Delete the OIDC utility integration you created in Step 1:

  1. Sign up to your IdP admin console.
  2. Navigate to Functions > Functions.
  3. Choose the appliance you created (for instance, “AgentCore Gateway shopper”).
  4. Deactivate the appliance first (if required by your IdP), then delete it.

This revokes all shopper credentials and prevents any future token issuance for this utility.

Conclusion

On this publish, you discovered how you can implement safe, identity-verified entry to MCP servers hosted on Amazon Bedrock AgentCore Gateway utilizing inbound authorization code stream. With this setup, each AI assistant request is authenticated with a sound consumer token out of your group’s identification supplier.

Key takeaways

  • Authorization code stream offers robust authentication by requiring consumer consent and identification verification.
  • AgentCore Gateway acts as an OAuth useful resource server, validating tokens earlier than permitting requests to invoke targets.
  • The stream is clear to finish customers. They authenticate as soon as, and tokens are mechanically refreshed.
  • This structure scales to assist a number of AI purchasers and identification suppliers.

Extra assets


Concerning the authors

Swagat Kulkarni

Swagat is a Senior Options Architect at AWS and an lively Generative AI practitioner. He works with government and know-how leaders on enterprise transformation, cloud technique, and AI Engineering, together with the adoption of Generative and Agentic AI. With a robust background in driving digital transformation throughout various industries, Swagat has delivered impactful options that allow innovation and scale. Outdoors of labor, he enjoys touring, studying, and cooking.

Anagh Agrawal

Anagh is a Software program Engineer with Amazon Bedrock AgentCore, the place he builds core Gateway infrastructure powering agentic AI experiences. He has beforehand labored on Amazon Bedrock Brokers and brings distributed programs and cryptographic providers expertise from his time at AWS Key Administration Service. He holds an MS in Pc Science from Stony Brook College.
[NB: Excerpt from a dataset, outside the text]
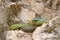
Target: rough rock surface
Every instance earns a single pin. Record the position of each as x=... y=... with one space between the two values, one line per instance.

Outdoors of labor, Anagh is a musician who performs piano and ukulele, and an avid hiker with a love for something open air.

Navneet Sabbineni

Navneet works as a Software program Improvement Supervisor in AgentCore. He and his crew presently work on constructing programs that assist prospects transition from proof of idea (POC) to manufacturing. He beforehand labored as a senior engineer on enhancing the conversational capabilities of chatbots powered by Amazon Lex. When not at work, he enjoys exploring the outside.

Daniel Suarez Souto

Daniel is a Options Architect at Amazon Net Companies, specializing in Synthetic Intelligence. He helps prospects speed up their AI adoption and construct safe, scalable AI programs end-to-end, turning real-world edge instances into reusable patterns that assist prospects transfer quicker. In his free time, Daniel enjoys taking part in soccer, operating, and mountain climbing.

banner
Top Selling Multipurpose WP Theme

Converter

Top Selling Multipurpose WP Theme

Newsletter

Subscribe my Newsletter for new blog posts, tips & new photos. Let's stay updated!

banner
Top Selling Multipurpose WP Theme

Leave a Comment

banner
Top Selling Multipurpose WP Theme

Latest

Best selling

22000,00 $
16000,00 $
6500,00 $

Top rated

6500,00 $
22000,00 $
900000,00 $

Products

Knowledge Unleashed
Knowledge Unleashed

Welcome to Ivugangingo!

At Ivugangingo, we're passionate about delivering insightful content that empowers and informs our readers across a spectrum of crucial topics. Whether you're delving into the world of insurance, navigating the complexities of cryptocurrency, or seeking wellness tips in health and fitness, we've got you covered.